Édition française alignée sur les sources

Georg-Hans Reinhardt

condamné à 15 ans d’emprisonnement ; libéré en 1952 1887–1963

Georg-Hans Reinhardt a exercé la fonction suivante : commandant du 3e groupe blindé, puis de la 3e armée blindée, et commandant par intérim du groupe d’armées Centre. Ce profil reconstruit sa place dans Biélorussie, Russie occidentale et zone arrière du front de l’Est à partir de fonctions, décisions, activités de supervision ou actes opérationnels documentés. Il n’attribue pas à une seule personne tous les crimes commis par une institution ou dans une région.

WehrmachtPrisonniers de guerreTravail forcéExécutions

Éléments établis

  • D’octobre 1941 à août 1944, il commanda le 3e groupe blindé, rebaptisé 3e armée blindée ; il exerça ensuite le commandement par intérim du groupe d’armées Centre jusqu’en janvier 1945.
  • Lors du procès du Haut Commandement, le tribunal constata que Reinhardt avait transmis l’ordre criminel sur les commandos par la voie hiérarchique ; ses conclusions portaient également sur la mise en œuvre de l’ordre des commissaires dans sa zone de commandement.
  • Un ordre qu’il signa le 18 octobre 1942 et des rapports d’unités subordonnées documentaient l’emploi de prisonniers de guerre et de civils à des travaux liés aux munitions, à des travaux de fortification, à des travaux sur le front ainsi qu’à d’autres tâches dangereuses.
  • Le jugement retint qu’il avait connaissance de la pratique habituelle consistant à exécuter des personnes désignées comme des partisans ou des suspects, ainsi que de transferts de personnes aux services du SD ; cette constatation reposait sur des ordres, des rapports et le devoir d’agir qui incombait au commandant, non sur son seul grade.

Place dans la chaîne de responsabilité

Le profil de Reinhardt montre le passage d’un ordre central à sa diffusion dans l’armée, les pratiques des corps subordonnés et les rapports dont disposait le commandant.
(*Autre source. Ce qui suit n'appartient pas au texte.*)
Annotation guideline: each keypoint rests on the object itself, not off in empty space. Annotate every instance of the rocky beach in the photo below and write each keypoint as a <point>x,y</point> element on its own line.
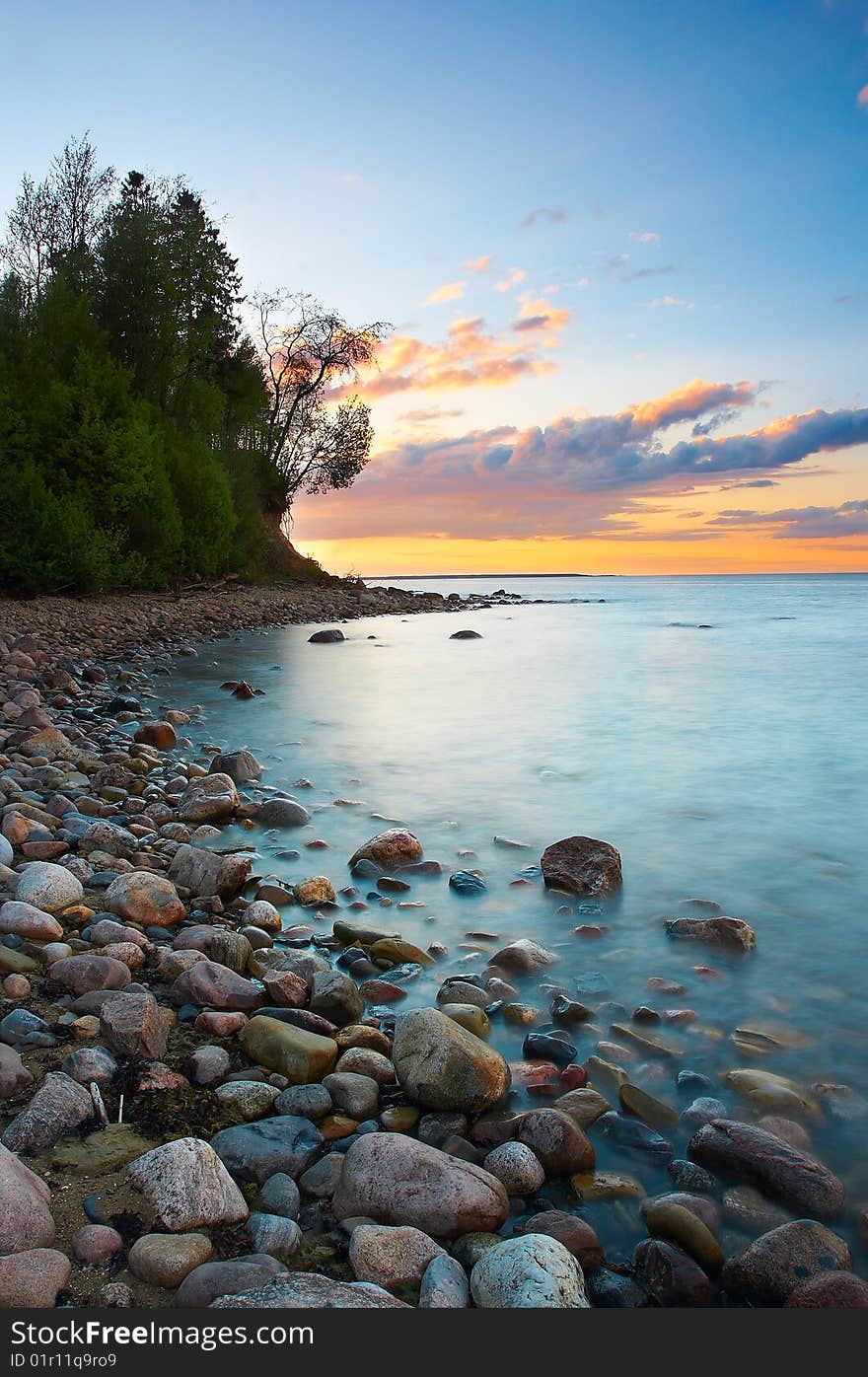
<point>219,1085</point>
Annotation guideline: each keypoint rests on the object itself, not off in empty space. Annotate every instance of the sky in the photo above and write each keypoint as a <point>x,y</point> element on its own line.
<point>621,247</point>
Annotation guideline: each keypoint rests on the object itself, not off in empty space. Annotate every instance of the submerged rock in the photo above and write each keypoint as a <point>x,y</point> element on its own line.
<point>582,865</point>
<point>769,1269</point>
<point>762,1160</point>
<point>389,850</point>
<point>310,1290</point>
<point>719,931</point>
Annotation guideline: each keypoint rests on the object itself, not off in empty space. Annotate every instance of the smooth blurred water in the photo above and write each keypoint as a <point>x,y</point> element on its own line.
<point>711,729</point>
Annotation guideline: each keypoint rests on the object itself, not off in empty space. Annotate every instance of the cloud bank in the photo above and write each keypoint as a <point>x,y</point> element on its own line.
<point>591,476</point>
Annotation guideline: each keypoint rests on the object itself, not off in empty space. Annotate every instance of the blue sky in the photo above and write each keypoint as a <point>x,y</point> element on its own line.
<point>703,167</point>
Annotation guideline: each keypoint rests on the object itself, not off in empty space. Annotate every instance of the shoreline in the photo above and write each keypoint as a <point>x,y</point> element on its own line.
<point>203,1066</point>
<point>135,619</point>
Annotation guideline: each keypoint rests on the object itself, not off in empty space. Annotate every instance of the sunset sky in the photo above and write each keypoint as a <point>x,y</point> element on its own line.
<point>623,248</point>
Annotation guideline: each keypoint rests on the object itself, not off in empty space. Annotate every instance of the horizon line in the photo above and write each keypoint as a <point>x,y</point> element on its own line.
<point>726,573</point>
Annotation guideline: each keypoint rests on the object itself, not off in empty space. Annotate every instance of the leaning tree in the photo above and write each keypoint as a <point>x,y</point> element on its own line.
<point>317,435</point>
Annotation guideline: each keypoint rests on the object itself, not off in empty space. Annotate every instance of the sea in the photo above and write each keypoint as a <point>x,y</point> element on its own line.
<point>712,729</point>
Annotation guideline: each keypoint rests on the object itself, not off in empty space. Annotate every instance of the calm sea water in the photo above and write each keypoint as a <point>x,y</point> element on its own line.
<point>711,729</point>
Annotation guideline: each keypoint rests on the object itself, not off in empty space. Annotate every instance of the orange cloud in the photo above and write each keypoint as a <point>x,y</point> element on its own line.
<point>690,400</point>
<point>469,357</point>
<point>448,292</point>
<point>539,314</point>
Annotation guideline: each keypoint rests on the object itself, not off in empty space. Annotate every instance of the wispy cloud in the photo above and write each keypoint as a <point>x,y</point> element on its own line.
<point>469,357</point>
<point>598,476</point>
<point>427,414</point>
<point>648,271</point>
<point>750,482</point>
<point>448,292</point>
<point>802,522</point>
<point>539,314</point>
<point>669,301</point>
<point>511,280</point>
<point>554,215</point>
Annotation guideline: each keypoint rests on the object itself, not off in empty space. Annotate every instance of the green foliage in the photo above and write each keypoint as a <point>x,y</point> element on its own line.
<point>136,417</point>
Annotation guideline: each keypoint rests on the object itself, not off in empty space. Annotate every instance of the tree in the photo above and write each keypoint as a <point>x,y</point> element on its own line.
<point>143,434</point>
<point>313,440</point>
<point>58,216</point>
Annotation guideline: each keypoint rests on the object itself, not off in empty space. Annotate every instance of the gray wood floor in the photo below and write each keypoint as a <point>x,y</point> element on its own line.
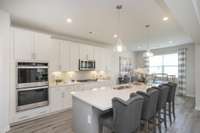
<point>187,121</point>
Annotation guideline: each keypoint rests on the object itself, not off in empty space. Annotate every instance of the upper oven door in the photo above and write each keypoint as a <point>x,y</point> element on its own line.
<point>31,76</point>
<point>28,98</point>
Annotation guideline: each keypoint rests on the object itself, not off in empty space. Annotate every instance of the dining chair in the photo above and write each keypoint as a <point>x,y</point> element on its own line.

Il ne lui attribue pas automatiquement chaque crime de la 3e armée blindée ni l’ensemble de ceux du groupe d’armées Centre.

Événements et mécanismes clés

  • prise du commandement du 3e groupe blindé en octobre 1941
  • transmission et mise en œuvre d’ordres criminels sur le front de l’Est en 1941–1944
  • signature de l’ordre sur l’emploi de prisonniers de guerre et de civils le 18 octobre 1942
  • jugement rendu lors du procès du Haut Commandement, 27–28 octobre 1948
Aucun classement par nombre de victimes

Le cercle décrit le niveau d’autorité, la fonction et la capacité d’action. Plusieurs profils peuvent documenter des maillons différents d’une même chaîne de persécution ; leurs chiffres ne doivent donc pas être additionnés.

Jugement et responsabilité après 1945

Un tribunal militaire américain reconnut Reinhardt coupable de crimes de guerre et de crimes contre l’humanité et le condamna à quinze ans d’emprisonnement. Un registre du Bundesarchiv indique qu’il fut libéré en 1952 ; il mourut en 1963.

Limites des preuves

Le tribunal l’acquitta du chef de crimes contre la paix. Les pièces du dossier n’établissent pas qu’il ait personnellement lu chacun des rapports sur la sélection des prisonniers de guerre ; le jugement releva en outre qu’il n’avait pas transmis l’ordre de sévérité de Reichenau et qu’il ordonna ultérieurement de traiter les parachutistes comme des combattants réguliers. Il ne faut ni brouiller ces limites ni transformer la responsabilité de commandement en une affirmation selon laquelle il aurait personnellement commis chaque crime.

Sources

Le corpus réunit des sources institutionnelles, archivistiques, judiciaires ou scientifiques provenant d’au moins deux éditeurs indépendants.